Adolf Hölzel
Wenn man tiefer in die Kunst eindringt so


Wenn man tiefer in die Kunst eindringt so erstaunt man über Alles und auch über Alles, was man bisher versäumt hat. Man staunt aber auch immer mehr[,] mit welcher Harmlosigkeit sich die meisten Gebildeten mit der Kunst abfinden und dabei von ihrem ausgezeichneten Kunstverständniss voll überzeugt sind[.] Ja es für das beste Kunstverständniss halten, namentlich die Kunstleitenden Generale und Excellenzen.

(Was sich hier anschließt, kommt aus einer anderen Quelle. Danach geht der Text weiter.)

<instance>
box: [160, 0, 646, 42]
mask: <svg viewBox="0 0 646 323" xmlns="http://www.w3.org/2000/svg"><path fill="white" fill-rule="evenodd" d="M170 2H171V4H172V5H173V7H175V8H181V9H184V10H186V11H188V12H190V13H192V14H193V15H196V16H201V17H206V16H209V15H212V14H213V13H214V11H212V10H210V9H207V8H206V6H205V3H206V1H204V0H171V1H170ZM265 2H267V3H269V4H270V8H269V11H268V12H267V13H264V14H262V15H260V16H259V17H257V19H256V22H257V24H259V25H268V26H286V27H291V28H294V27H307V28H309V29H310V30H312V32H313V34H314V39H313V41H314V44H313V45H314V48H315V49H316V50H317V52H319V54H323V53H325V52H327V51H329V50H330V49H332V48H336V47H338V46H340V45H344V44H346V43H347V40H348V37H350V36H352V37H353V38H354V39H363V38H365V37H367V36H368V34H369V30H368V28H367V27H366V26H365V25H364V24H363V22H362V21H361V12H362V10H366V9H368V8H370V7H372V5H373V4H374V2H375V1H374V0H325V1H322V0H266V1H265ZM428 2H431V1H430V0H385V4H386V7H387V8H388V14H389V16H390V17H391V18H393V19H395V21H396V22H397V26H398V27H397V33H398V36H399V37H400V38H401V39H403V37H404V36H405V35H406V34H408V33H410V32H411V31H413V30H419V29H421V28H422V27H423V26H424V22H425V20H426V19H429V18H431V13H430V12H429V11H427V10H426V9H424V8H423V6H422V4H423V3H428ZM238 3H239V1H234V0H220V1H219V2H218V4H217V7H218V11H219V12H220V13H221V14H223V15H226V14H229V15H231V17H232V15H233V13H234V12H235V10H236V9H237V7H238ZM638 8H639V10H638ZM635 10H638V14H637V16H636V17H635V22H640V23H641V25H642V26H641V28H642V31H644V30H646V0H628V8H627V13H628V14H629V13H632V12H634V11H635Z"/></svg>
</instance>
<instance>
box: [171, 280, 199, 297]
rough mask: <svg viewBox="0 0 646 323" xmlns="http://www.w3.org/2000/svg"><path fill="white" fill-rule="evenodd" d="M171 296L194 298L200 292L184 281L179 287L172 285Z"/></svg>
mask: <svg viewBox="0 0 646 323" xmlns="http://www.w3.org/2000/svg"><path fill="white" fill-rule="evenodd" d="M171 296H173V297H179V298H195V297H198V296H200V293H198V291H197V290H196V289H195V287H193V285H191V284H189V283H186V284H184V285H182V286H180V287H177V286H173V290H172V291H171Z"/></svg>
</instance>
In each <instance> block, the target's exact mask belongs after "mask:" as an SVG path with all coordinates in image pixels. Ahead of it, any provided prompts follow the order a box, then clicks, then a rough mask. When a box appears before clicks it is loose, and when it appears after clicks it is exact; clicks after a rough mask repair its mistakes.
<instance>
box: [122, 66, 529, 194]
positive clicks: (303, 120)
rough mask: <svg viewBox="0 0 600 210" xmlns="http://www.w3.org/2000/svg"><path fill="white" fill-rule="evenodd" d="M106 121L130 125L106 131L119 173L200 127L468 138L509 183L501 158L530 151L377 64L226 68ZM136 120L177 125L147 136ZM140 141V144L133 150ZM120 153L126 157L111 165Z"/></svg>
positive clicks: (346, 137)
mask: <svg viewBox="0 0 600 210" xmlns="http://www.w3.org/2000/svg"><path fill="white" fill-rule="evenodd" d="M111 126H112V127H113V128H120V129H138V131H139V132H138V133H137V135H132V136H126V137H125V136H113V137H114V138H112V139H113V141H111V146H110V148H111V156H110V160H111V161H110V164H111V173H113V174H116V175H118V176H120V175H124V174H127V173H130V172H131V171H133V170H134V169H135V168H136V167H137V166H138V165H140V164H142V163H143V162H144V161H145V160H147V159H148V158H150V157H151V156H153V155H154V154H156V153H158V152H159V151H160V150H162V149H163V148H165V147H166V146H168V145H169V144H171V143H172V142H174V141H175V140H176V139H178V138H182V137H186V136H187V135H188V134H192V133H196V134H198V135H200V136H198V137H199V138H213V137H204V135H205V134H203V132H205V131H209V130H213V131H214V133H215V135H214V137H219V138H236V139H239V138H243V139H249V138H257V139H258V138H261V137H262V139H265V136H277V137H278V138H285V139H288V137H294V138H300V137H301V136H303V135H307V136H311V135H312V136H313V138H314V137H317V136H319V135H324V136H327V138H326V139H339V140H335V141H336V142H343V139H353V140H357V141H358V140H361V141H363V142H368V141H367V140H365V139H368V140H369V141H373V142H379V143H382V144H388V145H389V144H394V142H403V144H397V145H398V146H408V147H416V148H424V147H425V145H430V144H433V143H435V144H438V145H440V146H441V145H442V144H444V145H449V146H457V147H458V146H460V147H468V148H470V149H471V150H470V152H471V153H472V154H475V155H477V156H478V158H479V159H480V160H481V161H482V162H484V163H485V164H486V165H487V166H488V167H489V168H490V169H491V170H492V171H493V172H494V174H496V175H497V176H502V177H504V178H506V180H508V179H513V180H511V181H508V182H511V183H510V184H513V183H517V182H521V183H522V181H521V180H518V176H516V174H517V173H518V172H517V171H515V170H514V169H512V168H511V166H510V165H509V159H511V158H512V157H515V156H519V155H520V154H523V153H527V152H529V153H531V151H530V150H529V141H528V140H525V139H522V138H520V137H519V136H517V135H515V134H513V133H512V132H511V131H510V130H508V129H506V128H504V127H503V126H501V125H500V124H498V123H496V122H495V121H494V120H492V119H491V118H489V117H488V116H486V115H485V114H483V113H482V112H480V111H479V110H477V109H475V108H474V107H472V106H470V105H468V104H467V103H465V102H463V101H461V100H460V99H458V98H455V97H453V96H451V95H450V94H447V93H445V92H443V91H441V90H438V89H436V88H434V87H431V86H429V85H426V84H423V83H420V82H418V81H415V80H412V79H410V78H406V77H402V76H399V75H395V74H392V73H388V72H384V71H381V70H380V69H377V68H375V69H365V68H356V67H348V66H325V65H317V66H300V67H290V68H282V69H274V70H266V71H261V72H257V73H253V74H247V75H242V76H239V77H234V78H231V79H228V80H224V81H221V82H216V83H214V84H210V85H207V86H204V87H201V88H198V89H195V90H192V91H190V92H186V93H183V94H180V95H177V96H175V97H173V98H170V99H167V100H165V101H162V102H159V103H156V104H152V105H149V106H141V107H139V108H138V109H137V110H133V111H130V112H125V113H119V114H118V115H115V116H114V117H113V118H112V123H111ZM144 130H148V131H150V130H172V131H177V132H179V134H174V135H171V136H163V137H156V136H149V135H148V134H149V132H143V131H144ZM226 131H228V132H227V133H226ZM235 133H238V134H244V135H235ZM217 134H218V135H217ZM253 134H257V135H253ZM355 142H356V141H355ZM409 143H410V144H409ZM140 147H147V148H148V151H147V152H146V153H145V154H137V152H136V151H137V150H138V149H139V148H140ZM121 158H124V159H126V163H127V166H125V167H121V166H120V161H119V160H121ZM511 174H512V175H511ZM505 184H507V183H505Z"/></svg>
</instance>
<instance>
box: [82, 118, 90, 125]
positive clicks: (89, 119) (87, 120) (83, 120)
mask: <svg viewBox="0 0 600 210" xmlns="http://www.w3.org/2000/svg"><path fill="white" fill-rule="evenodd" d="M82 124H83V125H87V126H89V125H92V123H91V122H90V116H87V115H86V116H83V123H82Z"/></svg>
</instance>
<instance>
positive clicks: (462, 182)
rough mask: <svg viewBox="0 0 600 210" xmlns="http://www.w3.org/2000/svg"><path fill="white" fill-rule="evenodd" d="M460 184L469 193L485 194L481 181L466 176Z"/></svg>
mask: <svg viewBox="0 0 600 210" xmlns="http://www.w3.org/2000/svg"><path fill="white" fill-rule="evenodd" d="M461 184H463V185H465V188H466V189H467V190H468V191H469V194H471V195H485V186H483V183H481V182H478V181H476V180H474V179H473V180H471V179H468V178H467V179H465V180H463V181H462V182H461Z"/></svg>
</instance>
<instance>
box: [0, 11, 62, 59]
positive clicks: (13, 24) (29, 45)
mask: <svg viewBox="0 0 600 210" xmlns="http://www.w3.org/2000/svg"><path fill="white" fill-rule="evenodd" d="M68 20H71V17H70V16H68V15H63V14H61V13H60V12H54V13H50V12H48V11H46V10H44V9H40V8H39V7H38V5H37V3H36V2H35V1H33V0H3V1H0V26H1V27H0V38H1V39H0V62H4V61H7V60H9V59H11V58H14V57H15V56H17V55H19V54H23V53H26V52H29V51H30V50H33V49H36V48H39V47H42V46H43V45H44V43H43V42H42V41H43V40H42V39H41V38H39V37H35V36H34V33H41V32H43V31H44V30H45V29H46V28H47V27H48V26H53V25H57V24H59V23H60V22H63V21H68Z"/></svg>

Denn wenn man auf Befragen ihnen Einiges von den mit Mühe und seelischen Qualen errungenen Erfahrungen mitteilt, lächeln sie mit jenem ungewollten spöttischen[,] ja höhnischen Augenblinzeln aus den Ecken der Augen heraus, das am deutlichsten ihre eigentliche Meinung und volle Unkenntniss zu erkennen giebt[.] Die meisten Menschen stehen auf dem Standpunkte, dass[,] wenn ihnen etwas nicht gleich gefällt, dass sie sagen, das ist nichts; und unter Umständen gleich energisch dagegen los wettern. Anstatt dass sie sich fragen, könnte das nicht unter anderen Umständen etwas sein, oder: könnte daraus nicht etwas, vielleicht sogar etwas Besonderes werden. Wollen wir das zu Exakte vermeiden, so geben uns die alten Häuser Statuen und Bilder, ja die quadratischen Pflastersteine[,] die steinernen Trotoire[,] die beste Aufklärung, da ihre exakte Grundlage sicher ist, aber an einzelnen Stellen verschwunden. Weil Einer einen Rock trägt, der vor 20 Jahren oder länger in Deutschland oder England erfunden wurde, hält er sich für deutscher, als Einer[,] der einen solchen Rock trägt[,] der erst vor 5 Jahren creirt ward.